C’est une alliance de circonstance qui redessine les contours du paysage politique gabonais à l’aube de la Cinquième République. La salle polyvalente de l’Eglise de l’Alliance Chrétienne d’Avea 2 est devenue, ce jeudi 4 juin 2026, l’épicentre d’une doctrine émergente : la politisation des valeurs cléricales.
En ouvrant la conférence inaugurale de leur tournée nationale sous le thème sans équivoque « Nos exploits avec Dieu dans l’appareil politique et étatique », le parti 7MP et le Mouvement Oligui Nguema 100%, sous la direction de Joël Ngoueneni Ndzengouma, abattent leurs cartes. L’objectif de ce conclave de quarante-huit heures est de lever une armée de croyants prêts à investir la sphère publique et administrative du pays.

La chaire au service de la cité
Loin de la stricte laïcité traditionnelle, les leaders ecclésiastiques revendiquent désormais une présence décomplexée dans l’arène du pouvoir.
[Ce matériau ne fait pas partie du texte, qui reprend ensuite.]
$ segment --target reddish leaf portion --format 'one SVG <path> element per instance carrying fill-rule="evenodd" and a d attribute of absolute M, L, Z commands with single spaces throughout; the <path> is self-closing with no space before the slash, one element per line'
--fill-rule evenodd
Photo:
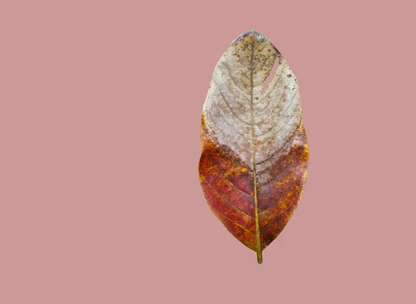
<path fill-rule="evenodd" d="M 271 169 L 274 178 L 259 185 L 261 250 L 279 235 L 288 223 L 297 206 L 306 179 L 309 150 L 303 125 L 296 130 L 294 137 L 299 144 L 292 147 L 289 153 Z M 227 229 L 248 248 L 256 251 L 252 172 L 230 149 L 211 141 L 203 117 L 201 138 L 204 149 L 199 175 L 207 202 Z"/>

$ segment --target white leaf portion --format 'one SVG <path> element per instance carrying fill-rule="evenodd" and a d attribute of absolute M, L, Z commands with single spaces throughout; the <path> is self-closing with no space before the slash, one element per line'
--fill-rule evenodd
<path fill-rule="evenodd" d="M 276 73 L 262 93 L 276 58 Z M 267 37 L 253 30 L 229 46 L 214 69 L 203 114 L 218 143 L 252 170 L 266 170 L 288 153 L 302 122 L 300 96 L 296 78 Z"/>

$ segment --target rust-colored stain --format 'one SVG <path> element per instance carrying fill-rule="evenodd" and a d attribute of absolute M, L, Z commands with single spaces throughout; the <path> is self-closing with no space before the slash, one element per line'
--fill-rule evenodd
<path fill-rule="evenodd" d="M 275 79 L 260 93 L 275 58 Z M 297 82 L 281 54 L 255 31 L 236 39 L 216 71 L 201 119 L 200 181 L 212 212 L 261 263 L 263 250 L 296 209 L 306 178 Z"/>

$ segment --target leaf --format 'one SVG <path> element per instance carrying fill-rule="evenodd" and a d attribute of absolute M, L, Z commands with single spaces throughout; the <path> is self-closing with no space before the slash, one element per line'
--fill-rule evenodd
<path fill-rule="evenodd" d="M 262 92 L 276 59 L 276 72 Z M 223 55 L 201 125 L 205 198 L 260 264 L 262 251 L 297 206 L 309 162 L 296 78 L 266 37 L 254 30 L 243 34 Z"/>

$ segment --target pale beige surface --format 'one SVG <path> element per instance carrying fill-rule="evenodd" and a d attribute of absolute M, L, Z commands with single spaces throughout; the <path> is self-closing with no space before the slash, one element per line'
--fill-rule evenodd
<path fill-rule="evenodd" d="M 139 2 L 0 1 L 0 303 L 414 303 L 410 1 Z M 261 265 L 198 178 L 214 68 L 253 28 L 311 150 Z"/>

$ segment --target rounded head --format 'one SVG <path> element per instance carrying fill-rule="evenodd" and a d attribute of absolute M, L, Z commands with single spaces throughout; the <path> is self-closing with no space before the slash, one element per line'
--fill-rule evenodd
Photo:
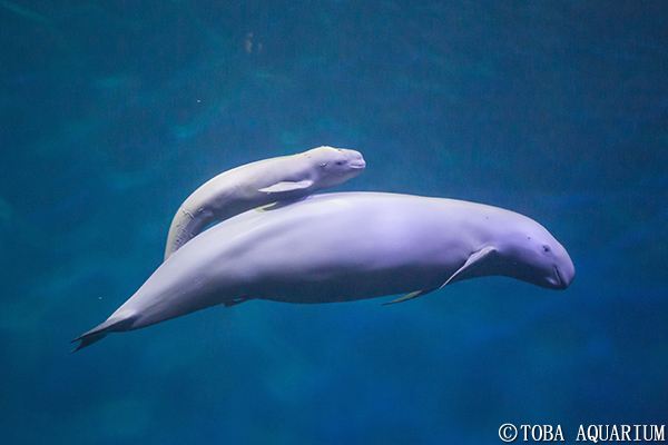
<path fill-rule="evenodd" d="M 317 167 L 320 188 L 334 187 L 360 175 L 366 162 L 360 151 L 345 148 L 318 147 L 304 152 Z"/>
<path fill-rule="evenodd" d="M 540 224 L 527 218 L 513 225 L 498 245 L 503 274 L 548 289 L 566 289 L 576 276 L 568 251 Z"/>

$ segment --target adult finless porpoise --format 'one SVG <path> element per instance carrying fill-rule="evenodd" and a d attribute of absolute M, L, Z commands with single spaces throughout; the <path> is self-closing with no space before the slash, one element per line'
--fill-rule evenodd
<path fill-rule="evenodd" d="M 112 332 L 220 304 L 334 303 L 412 293 L 403 300 L 491 275 L 566 289 L 574 267 L 548 230 L 510 210 L 410 195 L 314 195 L 205 230 L 105 323 L 77 338 L 76 350 Z"/>
<path fill-rule="evenodd" d="M 337 186 L 360 175 L 365 167 L 358 151 L 318 147 L 222 172 L 180 205 L 169 227 L 165 259 L 212 222 Z"/>

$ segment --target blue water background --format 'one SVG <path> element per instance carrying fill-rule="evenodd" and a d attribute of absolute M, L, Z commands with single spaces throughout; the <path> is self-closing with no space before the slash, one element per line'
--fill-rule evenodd
<path fill-rule="evenodd" d="M 668 423 L 668 2 L 0 1 L 0 443 L 499 444 Z M 250 301 L 70 355 L 210 177 L 321 145 L 338 190 L 540 221 L 564 291 Z"/>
Le Révérend Ferdinand Sangoye, président de l’Eglise de l’Alliance Chrétienne et Missionnaire du Gabon (EACMG), a donné le ton de ce rassemblement en sonnant la fin de l’abstentionnisme politique des fidèles. « L’Église ne doit pas être absente des grandes réflexions qui concernent l’avenir de notre nation », a-t-il martelé, érigeant l’intégrité et la compétence spirituelle en outils de gestion publique.
Le Révérend François Rabekongo a quant à lui évoqué les vocations singulières et la notion de kairos divin au cours du jeu de rôle, afin d’édifier les participants. Il leur a rappelé que le Seigneur appelle chacun à se vouer pleinement à la mission pour laquelle l’Éternel l’a désigné, que ce soit au sein de la sphère politique ou au sein de l’administration publique.
Cette offensive idéologique est pilotée par Joël Ngoueneni Ndzengouma. En sa double qualité de président fondateur du 7MP et leader du Mouvement Oligui Nguema 100%, l’homme politique orchestre la fusion entre ferveur patriotique et allégeance religieuse. Devant une assemblée compacte, il a défendu l’idée que le redressement des institutions gabonaises dépendrait intrinsèquement de profils guidés par des convictions spirituelles immuables, un narratif destiné à légitimer l’action du chef de l’Etat auprès de l’Eglise et des Chrétiens.

L’éthique religieuse face aux dérives de la gouvernance
Au cœur des débats, l’éthique administrative a été brandie comme le remède principal contre les maux de l’Etat. Le Révérend Gaspard Obiang, président du Conseil National des Eglises Pentecôtistes, Evangéliques et de Réveil du Gabon (CENEPER), a insisté sur l’urgence d’injecter des comportements exemplaires au sein des ministères et de la haute fonction publique. Selon cette grille de lecture, la foi chrétienne ne doit plus se cantonner au culte dominical, mais s’imposer comme un code de conduite pour placer l’intérêt général au-dessus des ambitions partisanes.
Pendant deux jours, les sessions alternent entre panels de réflexion, retours d’expériences technocratiques et séquences d’intercession spirituelle. Le point d’orgue de l’événement prévoit une prière nationale d’envergure, invoquant la protection divine sur les dirigeants de l’Etat, les institutions et la stabilité du peuple gabonais.

Une croisade provinciale dès le 6 juin
Pour les stratèges du 7MP et du Mouvement Oligui Nguema 100%, ce rassemblement d’Avea 2 n’est que la rampe de lancement d’une mécanique bien plus vaste. Dès le samedi 6 juin 2026, les caravanes s’ébranleront vers l’intérieur du pays.
En déportant ce discours de moralisation dans les provinces, les organisateurs entendent capitaliser sur le maillage territorial des confessions religieuses pour consolider l’ancrage populaire du gouvernement.